In [263]:
import pandas as pd
# import ydata_profiling  as ProfileReport
from sklearn.model_selection import train_test_split
from sklearn.impute import SimpleImputer
from sklearn.preprocessing import StandardScaler
from sklearn.pipeline import Pipeline
from sklearn.preprocessing import OrdinalEncoder
from sklearn.preprocessing import OneHotEncoder
from sklearn.compose import ColumnTransformer
from sklearn.linear_model import LinearRegression
from sklearn.ensemble import RandomForestRegressor
from sklearn.linear_model import LarsCV
from sklearn.model_selection import GridSearchCV
from sklearn.model_selection import RandomizedSearchCV
from sklearn.metrics import classification_report, confusion_matrix

from sklearn.metrics import mean_squared_error
from sklearn.metrics import mean_absolute_error
from sklearn.metrics import r2_score

from lazypredict.Supervised import LazyRegressor


df = pd.read_csv('D:\Hutson\learning-materials\AI&ML\Khóa 12-02AIMLDLCV nâng cao\Class\Datasets\StudentScore.xls')
df.head()

Unnamed: 0,gender,race/ethnicity,parental level of education,lunch,test preparation course,math score,reading score,writing score
0,female,group B,bachelor's degree,standard,none,72,72,74
1,female,group C,some college,standard,completed,69,90,88
2,female,group B,master's degree,standard,none,90,95,93
3,male,group A,associate's degree,free/reduced,none,47,57,44
4,male,group C,some college,standard,none,76,78,75


In [264]:
df['parental level of education'].unique()

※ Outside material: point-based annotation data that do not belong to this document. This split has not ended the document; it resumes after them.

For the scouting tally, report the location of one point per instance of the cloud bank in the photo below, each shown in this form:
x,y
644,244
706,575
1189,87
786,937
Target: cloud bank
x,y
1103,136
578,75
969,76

array(["bachelor's degree", 'some college', "master's degree",
       "associate's degree", 'high school', 'some high school'],
      dtype=object)

In [265]:
numeric_data = df.select_dtypes(include=[int, float])
df[numeric_data.columns].corr()  

Unnamed: 0,math score,reading score,writing score
math score,1.0,0.82,0.8
reading score,0.82,1.0,0.95
writing score,0.8,0.95,1.0


In [266]:
target = 'math score'

x = df.drop(target, axis=1)
y = df[target]

In [267]:
x_train, x_test, y_train, y_test = train_test_split(x, y, test_size=0.2, random_state=42)

In [268]:
num_transformer = Pipeline(steps=[
    ('imputer', SimpleImputer(strategy='median')),
    ('scaler', StandardScaler()),
])

In [269]:
education_values = ["some high school", "high school", "some college", "associate's degree", "bachelor's degree", "master's degree"]
gender_values = ['male','female']
lunch_values = x_train['lunch'].unique()
test_preparation_course_values = x_train['test preparation course'].unique()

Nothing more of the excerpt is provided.